Batch rename pdf files by content

command linerename

I have a big pile of pdf's and I would like to batch rename them by content. (They are all searchable). And I'd like to do so using command line interface.

They are all payslips so they have a constant form, and I'd like to rename by date.

Currently they are named: payslip100 .. payslip308

The string for renaming would be the date component in
Payment Date: 15/4/2016

I have installed pdfgrep using home-brew and am searching using
pdfgrep -HC 15 "Payment Date:" paySlip.pdf

which returns paySlip.pdf:Payment Date: 8/7/2016


I have attached my final working code in a reply.

Best Answer

After some efforts I have come to a useful result !! sed syntax is quite confusing and I am quite happy to exist in a state where it works without knowing quite why.

#!/bin/bash
for file in *.pdf
do
    # return file name and date in form "Payment Date:   8/7/2016"
    date=$(pdfgrep -C 15 "Payment Date:" "$file")
    echo $date

    # now replace / with - to make naming file easier
    date2=$(echo "$date" | sed 's,/,-,g')
    echo $date2

    # use date string to rename : YYYY-mm-payslip-dd-mm-YYYY.pdf
    new=$(echo "$date2" | sed 's,\Payment Date:\ *\(.*\)-\(.*\)-\(.*\),\3-\2-\payslip-\1-\2-\3.pdf,')
    echo mv "$file" "$new"
done

I used pdfgrep which was installed using homebrew (found on another answer I can't find right now).
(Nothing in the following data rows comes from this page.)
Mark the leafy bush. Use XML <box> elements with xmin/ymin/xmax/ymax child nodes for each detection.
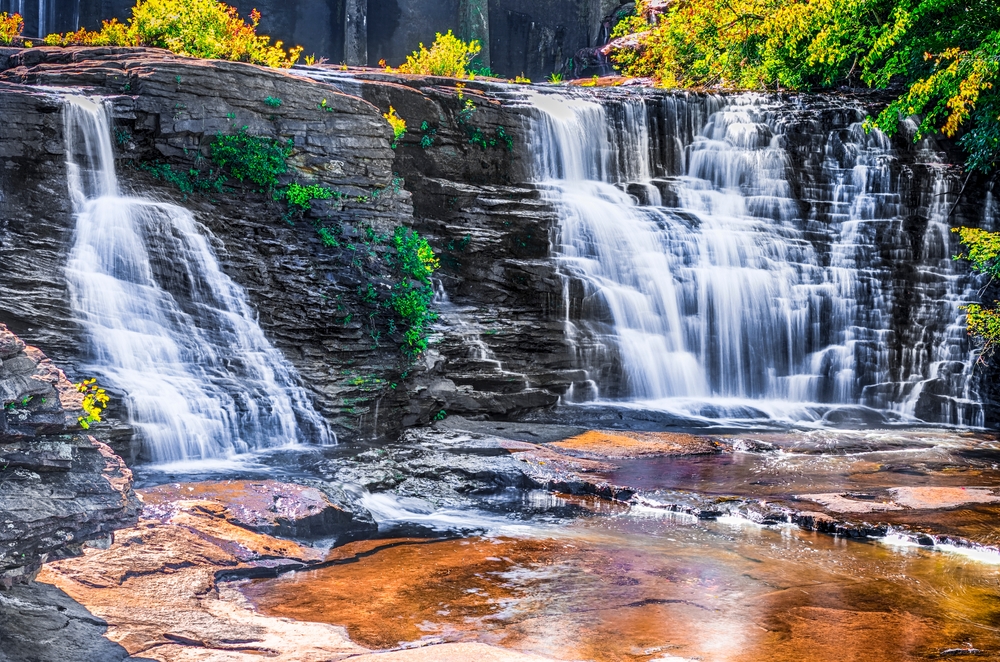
<box><xmin>397</xmin><ymin>30</ymin><xmax>482</xmax><ymax>78</ymax></box>
<box><xmin>45</xmin><ymin>0</ymin><xmax>302</xmax><ymax>68</ymax></box>
<box><xmin>952</xmin><ymin>228</ymin><xmax>1000</xmax><ymax>356</ymax></box>
<box><xmin>210</xmin><ymin>126</ymin><xmax>293</xmax><ymax>192</ymax></box>
<box><xmin>284</xmin><ymin>182</ymin><xmax>334</xmax><ymax>211</ymax></box>
<box><xmin>0</xmin><ymin>12</ymin><xmax>24</xmax><ymax>46</ymax></box>
<box><xmin>612</xmin><ymin>0</ymin><xmax>1000</xmax><ymax>170</ymax></box>
<box><xmin>382</xmin><ymin>106</ymin><xmax>406</xmax><ymax>149</ymax></box>
<box><xmin>76</xmin><ymin>379</ymin><xmax>111</xmax><ymax>430</ymax></box>
<box><xmin>138</xmin><ymin>161</ymin><xmax>226</xmax><ymax>197</ymax></box>
<box><xmin>391</xmin><ymin>228</ymin><xmax>441</xmax><ymax>356</ymax></box>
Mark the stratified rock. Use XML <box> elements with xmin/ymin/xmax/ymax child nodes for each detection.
<box><xmin>142</xmin><ymin>480</ymin><xmax>377</xmax><ymax>539</ymax></box>
<box><xmin>0</xmin><ymin>324</ymin><xmax>139</xmax><ymax>588</ymax></box>
<box><xmin>552</xmin><ymin>430</ymin><xmax>729</xmax><ymax>459</ymax></box>
<box><xmin>0</xmin><ymin>582</ymin><xmax>136</xmax><ymax>662</ymax></box>
<box><xmin>39</xmin><ymin>481</ymin><xmax>556</xmax><ymax>662</ymax></box>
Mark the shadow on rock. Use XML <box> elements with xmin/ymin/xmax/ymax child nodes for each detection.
<box><xmin>0</xmin><ymin>582</ymin><xmax>148</xmax><ymax>662</ymax></box>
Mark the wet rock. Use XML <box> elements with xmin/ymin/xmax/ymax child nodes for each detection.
<box><xmin>795</xmin><ymin>486</ymin><xmax>1000</xmax><ymax>513</ymax></box>
<box><xmin>142</xmin><ymin>480</ymin><xmax>375</xmax><ymax>539</ymax></box>
<box><xmin>39</xmin><ymin>482</ymin><xmax>560</xmax><ymax>662</ymax></box>
<box><xmin>549</xmin><ymin>430</ymin><xmax>730</xmax><ymax>459</ymax></box>
<box><xmin>0</xmin><ymin>324</ymin><xmax>139</xmax><ymax>588</ymax></box>
<box><xmin>0</xmin><ymin>582</ymin><xmax>142</xmax><ymax>662</ymax></box>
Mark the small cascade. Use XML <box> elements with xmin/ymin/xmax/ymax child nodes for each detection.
<box><xmin>433</xmin><ymin>279</ymin><xmax>530</xmax><ymax>392</ymax></box>
<box><xmin>64</xmin><ymin>97</ymin><xmax>331</xmax><ymax>462</ymax></box>
<box><xmin>528</xmin><ymin>93</ymin><xmax>982</xmax><ymax>425</ymax></box>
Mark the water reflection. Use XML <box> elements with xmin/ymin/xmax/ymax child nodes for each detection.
<box><xmin>244</xmin><ymin>509</ymin><xmax>1000</xmax><ymax>662</ymax></box>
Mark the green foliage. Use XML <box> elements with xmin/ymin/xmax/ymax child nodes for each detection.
<box><xmin>390</xmin><ymin>228</ymin><xmax>441</xmax><ymax>356</ymax></box>
<box><xmin>138</xmin><ymin>161</ymin><xmax>226</xmax><ymax>195</ymax></box>
<box><xmin>398</xmin><ymin>30</ymin><xmax>482</xmax><ymax>78</ymax></box>
<box><xmin>210</xmin><ymin>126</ymin><xmax>293</xmax><ymax>192</ymax></box>
<box><xmin>469</xmin><ymin>67</ymin><xmax>500</xmax><ymax>78</ymax></box>
<box><xmin>612</xmin><ymin>0</ymin><xmax>1000</xmax><ymax>170</ymax></box>
<box><xmin>284</xmin><ymin>182</ymin><xmax>336</xmax><ymax>211</ymax></box>
<box><xmin>952</xmin><ymin>228</ymin><xmax>1000</xmax><ymax>356</ymax></box>
<box><xmin>316</xmin><ymin>226</ymin><xmax>340</xmax><ymax>248</ymax></box>
<box><xmin>76</xmin><ymin>379</ymin><xmax>111</xmax><ymax>430</ymax></box>
<box><xmin>952</xmin><ymin>228</ymin><xmax>1000</xmax><ymax>278</ymax></box>
<box><xmin>455</xmin><ymin>99</ymin><xmax>514</xmax><ymax>152</ymax></box>
<box><xmin>382</xmin><ymin>106</ymin><xmax>406</xmax><ymax>149</ymax></box>
<box><xmin>0</xmin><ymin>12</ymin><xmax>24</xmax><ymax>46</ymax></box>
<box><xmin>45</xmin><ymin>0</ymin><xmax>302</xmax><ymax>68</ymax></box>
<box><xmin>420</xmin><ymin>120</ymin><xmax>437</xmax><ymax>149</ymax></box>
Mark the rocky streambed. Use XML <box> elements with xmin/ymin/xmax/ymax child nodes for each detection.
<box><xmin>7</xmin><ymin>417</ymin><xmax>1000</xmax><ymax>661</ymax></box>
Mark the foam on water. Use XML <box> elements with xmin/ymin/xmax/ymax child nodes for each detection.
<box><xmin>64</xmin><ymin>96</ymin><xmax>334</xmax><ymax>462</ymax></box>
<box><xmin>528</xmin><ymin>92</ymin><xmax>982</xmax><ymax>426</ymax></box>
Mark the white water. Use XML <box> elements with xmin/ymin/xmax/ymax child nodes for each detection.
<box><xmin>64</xmin><ymin>97</ymin><xmax>331</xmax><ymax>462</ymax></box>
<box><xmin>529</xmin><ymin>94</ymin><xmax>982</xmax><ymax>425</ymax></box>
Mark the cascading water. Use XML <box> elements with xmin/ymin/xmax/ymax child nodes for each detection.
<box><xmin>529</xmin><ymin>93</ymin><xmax>982</xmax><ymax>425</ymax></box>
<box><xmin>64</xmin><ymin>97</ymin><xmax>330</xmax><ymax>462</ymax></box>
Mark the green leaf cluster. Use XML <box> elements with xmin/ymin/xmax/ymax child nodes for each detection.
<box><xmin>952</xmin><ymin>228</ymin><xmax>1000</xmax><ymax>356</ymax></box>
<box><xmin>397</xmin><ymin>30</ymin><xmax>482</xmax><ymax>78</ymax></box>
<box><xmin>612</xmin><ymin>0</ymin><xmax>1000</xmax><ymax>170</ymax></box>
<box><xmin>210</xmin><ymin>126</ymin><xmax>293</xmax><ymax>192</ymax></box>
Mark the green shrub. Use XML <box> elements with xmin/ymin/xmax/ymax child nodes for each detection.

I needed to change "/" for file name. Using the forward slash as sed syntax is not necessary, and can be replaced by other characters. Hence using "," instead of "/" https://stackoverflow.com/questions/17379293/replace-forward-slash-with-double-backslash-enclosed-in-double-quotes

I found there were variable spaces in $date which necessitated the ..Payment Date:\ *\...

I added year and month to start of file name for organising purposes.